A young Leonardo discovers some heat

One byproduct of the "golden age of television" is that anything cheap can be easily made to look better than it is. What happens is that a lot of one-hour dramas, "Da Vinci's Demons" included, possess the basic,string bikini perfected blandness of advertising, filled with rolling fields,Sexy Cop Costumes colorful costumes and standard editing tricks. When Leonardo is struck by an idea, his frantic and pretty pencil drawings come to life, swirling and building around him, much like a commercial for, I don't know — software? Soy milk? Credit cards?
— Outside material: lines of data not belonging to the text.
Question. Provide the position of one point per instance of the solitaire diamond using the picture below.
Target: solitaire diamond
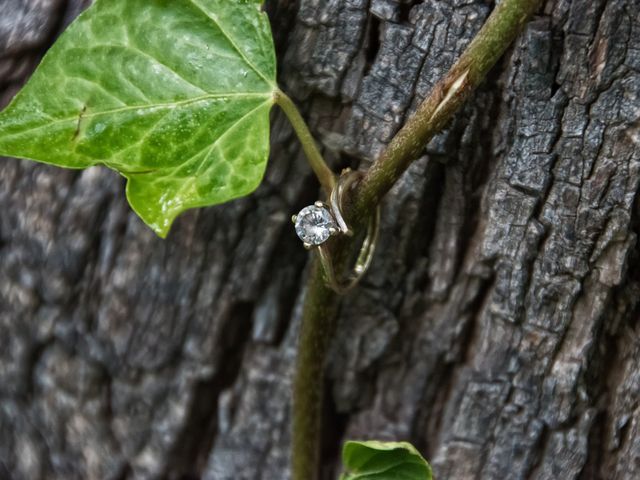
(314, 224)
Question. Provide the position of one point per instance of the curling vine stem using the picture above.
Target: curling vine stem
(321, 304)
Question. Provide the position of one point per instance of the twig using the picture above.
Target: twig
(499, 31)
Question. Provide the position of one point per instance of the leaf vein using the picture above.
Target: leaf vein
(231, 41)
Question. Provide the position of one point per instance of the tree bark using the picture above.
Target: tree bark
(497, 330)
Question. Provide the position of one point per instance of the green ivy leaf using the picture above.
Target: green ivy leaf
(375, 460)
(173, 94)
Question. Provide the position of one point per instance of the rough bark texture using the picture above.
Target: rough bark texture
(498, 329)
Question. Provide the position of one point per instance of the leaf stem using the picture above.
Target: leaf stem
(318, 325)
(321, 303)
(325, 176)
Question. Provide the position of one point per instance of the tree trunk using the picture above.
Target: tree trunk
(497, 330)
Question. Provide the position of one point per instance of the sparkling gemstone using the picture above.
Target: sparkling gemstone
(314, 224)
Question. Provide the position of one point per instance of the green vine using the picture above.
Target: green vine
(321, 303)
(177, 100)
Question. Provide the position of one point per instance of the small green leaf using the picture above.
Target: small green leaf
(173, 94)
(375, 460)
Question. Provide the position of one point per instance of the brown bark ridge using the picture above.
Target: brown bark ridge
(498, 329)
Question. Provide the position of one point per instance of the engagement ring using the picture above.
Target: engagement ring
(317, 223)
Created and written by David S. Goyer, "Da Vinci's Demons" breezily and capably finds a balance between amusing wit and dour drama. 
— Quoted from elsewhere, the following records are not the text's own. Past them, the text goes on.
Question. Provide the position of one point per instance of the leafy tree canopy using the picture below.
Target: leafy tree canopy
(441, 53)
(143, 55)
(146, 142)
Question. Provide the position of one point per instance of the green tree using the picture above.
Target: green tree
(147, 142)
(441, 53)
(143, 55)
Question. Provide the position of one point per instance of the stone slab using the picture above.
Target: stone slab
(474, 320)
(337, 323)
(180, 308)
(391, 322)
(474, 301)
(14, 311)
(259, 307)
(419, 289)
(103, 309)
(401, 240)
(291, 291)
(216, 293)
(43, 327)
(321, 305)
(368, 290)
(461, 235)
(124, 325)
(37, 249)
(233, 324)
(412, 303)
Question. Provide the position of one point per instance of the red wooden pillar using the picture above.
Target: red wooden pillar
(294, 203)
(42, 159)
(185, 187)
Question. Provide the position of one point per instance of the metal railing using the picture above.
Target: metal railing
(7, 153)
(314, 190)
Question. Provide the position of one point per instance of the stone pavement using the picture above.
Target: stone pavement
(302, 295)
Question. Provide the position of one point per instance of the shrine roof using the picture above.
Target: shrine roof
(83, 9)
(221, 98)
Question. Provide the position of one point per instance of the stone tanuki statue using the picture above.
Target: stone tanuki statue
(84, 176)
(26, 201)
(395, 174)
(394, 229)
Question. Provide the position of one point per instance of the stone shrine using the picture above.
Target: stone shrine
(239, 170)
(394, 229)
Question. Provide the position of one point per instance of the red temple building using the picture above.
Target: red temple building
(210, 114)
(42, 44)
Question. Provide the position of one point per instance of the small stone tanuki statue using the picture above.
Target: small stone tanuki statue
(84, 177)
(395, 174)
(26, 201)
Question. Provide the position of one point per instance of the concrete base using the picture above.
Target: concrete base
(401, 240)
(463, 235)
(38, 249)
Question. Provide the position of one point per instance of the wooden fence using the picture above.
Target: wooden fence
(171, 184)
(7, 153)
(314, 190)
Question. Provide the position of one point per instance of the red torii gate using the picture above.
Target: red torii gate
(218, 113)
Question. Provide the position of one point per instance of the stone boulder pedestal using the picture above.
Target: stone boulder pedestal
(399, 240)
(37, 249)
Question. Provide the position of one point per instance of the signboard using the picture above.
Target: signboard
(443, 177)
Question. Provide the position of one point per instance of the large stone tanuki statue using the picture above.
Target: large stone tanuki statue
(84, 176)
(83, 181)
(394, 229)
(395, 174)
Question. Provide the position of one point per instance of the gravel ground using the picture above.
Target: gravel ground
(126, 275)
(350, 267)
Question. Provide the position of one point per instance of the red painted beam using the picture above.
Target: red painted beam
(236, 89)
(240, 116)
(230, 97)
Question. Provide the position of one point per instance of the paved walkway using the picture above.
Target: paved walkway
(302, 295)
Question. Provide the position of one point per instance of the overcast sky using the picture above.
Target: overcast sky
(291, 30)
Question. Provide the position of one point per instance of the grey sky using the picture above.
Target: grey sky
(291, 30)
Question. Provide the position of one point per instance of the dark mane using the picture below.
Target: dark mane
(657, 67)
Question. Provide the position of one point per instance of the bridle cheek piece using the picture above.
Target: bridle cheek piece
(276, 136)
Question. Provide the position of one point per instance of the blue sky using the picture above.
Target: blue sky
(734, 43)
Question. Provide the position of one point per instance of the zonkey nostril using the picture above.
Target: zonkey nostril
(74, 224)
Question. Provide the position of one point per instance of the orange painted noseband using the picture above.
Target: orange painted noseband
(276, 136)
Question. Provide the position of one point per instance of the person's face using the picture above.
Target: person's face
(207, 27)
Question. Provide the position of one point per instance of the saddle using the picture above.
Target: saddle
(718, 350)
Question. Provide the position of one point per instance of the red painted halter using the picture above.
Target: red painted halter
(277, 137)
Devil-may-care Leonardo is a busy polymath,Sexy Bees Costumes living off the largess of Florence's temperamental Lorenzo Medici, who tolerates the genius's antics when Leonardo promises to devise new military machines to ward off the troops of Pope Sixtus IV,Cheap Swimwear who heads a cabal of evil.Sexy Men Costumes It's the pope who is burdened with playing the vicious gay stereotype here, preying like a crocodile on young men who have the misfortune of taking a dip in his vast Vatican hot tub. 

"Da Vinci's Demons" heads off in a lot of different directions, as our easily distracted Renaissance Man, Leonardo, discovers from a wayward mystic that he's part of a kooky lineage of supergeniuses.This part of the plot puts Leonardo in the dangerously ho-hum genre of shows about differently abled sleuths who see details others don't and whose minds run off high-speed broadband while the simpletons around them remain strictly dial-up. But Riley takes the role of Leonardo for a real joyride, giving "Da Vinci's Demons" a spark of invention it would otherwise lack.